Portugal apresentará, nas contas finais de 2016, o défice orçamental mais baixo desde o 25 de abril, e dirá em Bruxelas que sem retificativos atingiu o seu objetivo. E mais: a Barca do vizinho vai bem mais ‘desviada’ que a nossa. É certo que a Espanha cresce. Pois cresce, mas com um défice orçamental que duplica o português em percentagem do PIB. Se Portugal tivesse o mesmo nível de défice, o que não é desejável, também cresceria bem mais do que os esperados 1,2% a 1,3% do PIB.

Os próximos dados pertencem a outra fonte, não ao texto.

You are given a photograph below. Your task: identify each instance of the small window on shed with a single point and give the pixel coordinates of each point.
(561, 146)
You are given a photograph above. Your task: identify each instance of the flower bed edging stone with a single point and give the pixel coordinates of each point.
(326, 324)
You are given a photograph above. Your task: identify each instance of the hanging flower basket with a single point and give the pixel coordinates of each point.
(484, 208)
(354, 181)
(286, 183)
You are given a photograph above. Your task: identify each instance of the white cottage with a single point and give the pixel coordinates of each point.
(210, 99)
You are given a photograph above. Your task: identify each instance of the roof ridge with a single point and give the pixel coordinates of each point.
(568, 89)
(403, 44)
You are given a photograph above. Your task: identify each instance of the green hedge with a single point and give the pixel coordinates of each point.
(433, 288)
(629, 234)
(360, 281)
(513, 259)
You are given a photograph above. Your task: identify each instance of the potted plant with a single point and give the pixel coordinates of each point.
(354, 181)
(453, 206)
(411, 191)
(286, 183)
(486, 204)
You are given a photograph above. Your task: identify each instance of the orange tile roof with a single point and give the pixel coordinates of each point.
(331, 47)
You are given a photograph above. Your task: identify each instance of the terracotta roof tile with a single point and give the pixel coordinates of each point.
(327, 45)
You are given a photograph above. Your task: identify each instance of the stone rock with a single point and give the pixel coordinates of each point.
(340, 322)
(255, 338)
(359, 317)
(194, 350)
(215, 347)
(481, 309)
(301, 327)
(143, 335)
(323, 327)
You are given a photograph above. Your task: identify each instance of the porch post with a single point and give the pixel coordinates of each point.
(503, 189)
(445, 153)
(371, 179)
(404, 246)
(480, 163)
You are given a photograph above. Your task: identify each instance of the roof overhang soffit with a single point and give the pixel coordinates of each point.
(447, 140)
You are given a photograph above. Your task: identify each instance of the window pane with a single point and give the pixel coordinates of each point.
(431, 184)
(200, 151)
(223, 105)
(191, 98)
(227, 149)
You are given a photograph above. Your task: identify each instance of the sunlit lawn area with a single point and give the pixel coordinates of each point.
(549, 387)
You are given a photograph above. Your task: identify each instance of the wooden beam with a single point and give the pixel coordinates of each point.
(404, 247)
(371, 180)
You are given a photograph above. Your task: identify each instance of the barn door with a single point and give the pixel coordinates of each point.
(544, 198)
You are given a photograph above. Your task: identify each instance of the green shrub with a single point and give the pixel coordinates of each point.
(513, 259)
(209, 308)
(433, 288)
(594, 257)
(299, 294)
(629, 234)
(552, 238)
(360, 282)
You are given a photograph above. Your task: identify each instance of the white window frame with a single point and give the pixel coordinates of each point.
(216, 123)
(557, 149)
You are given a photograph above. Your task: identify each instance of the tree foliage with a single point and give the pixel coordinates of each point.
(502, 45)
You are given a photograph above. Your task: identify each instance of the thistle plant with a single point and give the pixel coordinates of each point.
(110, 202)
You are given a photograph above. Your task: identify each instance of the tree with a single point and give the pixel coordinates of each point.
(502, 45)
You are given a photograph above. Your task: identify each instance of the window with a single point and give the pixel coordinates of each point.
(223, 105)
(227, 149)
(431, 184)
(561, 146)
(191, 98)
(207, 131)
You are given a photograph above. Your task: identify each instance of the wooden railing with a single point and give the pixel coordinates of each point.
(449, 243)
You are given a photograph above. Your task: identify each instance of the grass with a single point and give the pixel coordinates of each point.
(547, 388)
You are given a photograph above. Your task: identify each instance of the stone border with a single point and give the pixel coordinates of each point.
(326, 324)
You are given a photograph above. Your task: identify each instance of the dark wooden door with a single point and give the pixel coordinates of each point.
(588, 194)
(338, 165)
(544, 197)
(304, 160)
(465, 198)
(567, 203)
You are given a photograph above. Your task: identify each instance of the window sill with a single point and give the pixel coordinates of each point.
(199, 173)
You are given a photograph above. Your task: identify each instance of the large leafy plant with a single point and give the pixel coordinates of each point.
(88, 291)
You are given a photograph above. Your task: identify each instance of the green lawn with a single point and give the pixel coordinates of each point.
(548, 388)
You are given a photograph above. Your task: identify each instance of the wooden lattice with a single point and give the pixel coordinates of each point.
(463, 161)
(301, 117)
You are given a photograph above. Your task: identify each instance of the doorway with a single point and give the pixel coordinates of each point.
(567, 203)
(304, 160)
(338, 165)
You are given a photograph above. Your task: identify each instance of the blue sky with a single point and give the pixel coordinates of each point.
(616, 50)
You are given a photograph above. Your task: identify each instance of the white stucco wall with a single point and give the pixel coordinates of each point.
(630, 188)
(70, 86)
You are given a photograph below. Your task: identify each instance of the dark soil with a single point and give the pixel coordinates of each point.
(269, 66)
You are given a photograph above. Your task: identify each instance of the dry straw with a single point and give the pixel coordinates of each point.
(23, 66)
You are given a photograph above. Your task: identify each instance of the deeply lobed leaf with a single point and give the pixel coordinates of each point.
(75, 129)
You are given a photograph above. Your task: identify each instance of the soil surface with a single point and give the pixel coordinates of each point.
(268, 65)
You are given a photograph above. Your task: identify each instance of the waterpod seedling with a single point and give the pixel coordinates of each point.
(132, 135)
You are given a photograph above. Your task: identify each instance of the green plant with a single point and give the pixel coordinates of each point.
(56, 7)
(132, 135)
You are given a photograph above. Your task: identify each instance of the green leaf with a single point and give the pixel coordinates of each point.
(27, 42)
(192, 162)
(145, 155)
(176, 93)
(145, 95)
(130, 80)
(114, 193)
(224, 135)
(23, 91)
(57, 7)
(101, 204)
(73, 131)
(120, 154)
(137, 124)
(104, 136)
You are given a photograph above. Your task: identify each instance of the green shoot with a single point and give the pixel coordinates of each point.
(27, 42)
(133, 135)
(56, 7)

Mas o Mafarrico – o Diabo – está à espreita. Esperando que o Comandante cometa erros. E vai-lhe colocando obstáculos no caminho. Ora criando sucessivos casos em torno da CGD, quer, ainda antes, desviando as atenções das suas responsabilidades, procurando um enredo diferente para o caso Banif. O Mafarrico sabe que se o Comandante tirar os olhos do objetivo isso se traduzirá em mais dificuldades, e também sabe que o Diabo está nos detalhes, e que esses pequenos episódios não ‘matam, mas moem’. Mas Portugal – a vida dos portugueses – precisa com urgência da confirmação de encerramento do procedimento de défice excessivo, de um primeiro trimestre de boa execução orçamental e de uma resolução ‘menos má’ do caso ‘Novo Banco’. Este é o percurso necessário – não suficiente – para que Portugal, perante a saída progressiva do BCE do mercado dívida soberana (o que já se vai notando nos juros no mercado secundário), possa ultrapassar a ‘tormenta’ na política europeia em 2017.
O Diabo – que também está cá dentro e não vem apenas de fora – quer agarrar a o leme da barca, ainda que isso implique uma forte ‘guinada’ e os portugueses, a bordo, voltem a sofrer cortes nos salários, nas pensões, e uma degradação das prestações sociais. Nesse dia, se ele algum dia esse dia chegasse, à pergunta do povo ‘remador’ – que não do Fidalgo como na Auto da Barca do Inferno de Gil Vicente “Porém, por que terra passais?”, o Diabo voltaria a responder: “Para o Inferno, Senhor”.
E por isso, com a experiência do passado, dos equívocos em torno do PEC4, e da política custe o que custar, mesmo violando direitos fundamentais, os portugueses conhecem bem as feições do Diabo e esperam que o Comandante tenha a força do Anjo da Guarda para resistir e prosseguir o caminho. Não levar o país para “o Inferno” significa levar a barca até ao encerramento do procedimento de défice excessivo, sem atingir quem tem o leme nas mãos. O Mafarrico ataca quem tem o leme, mas seremos nós os remadores da barca que nos conduzirá ao ‘Inferno’ se nos deixarmos ir na cantiga de ataque ao Comandante. Lembrem-se que hoje não temos “gentil maré”. E que sempre que que procurámos com obstinação e ansiedade tomar o leme sem ter em atenção as condições de ‘maré’ o povo português pagou com severidade essa ousadia.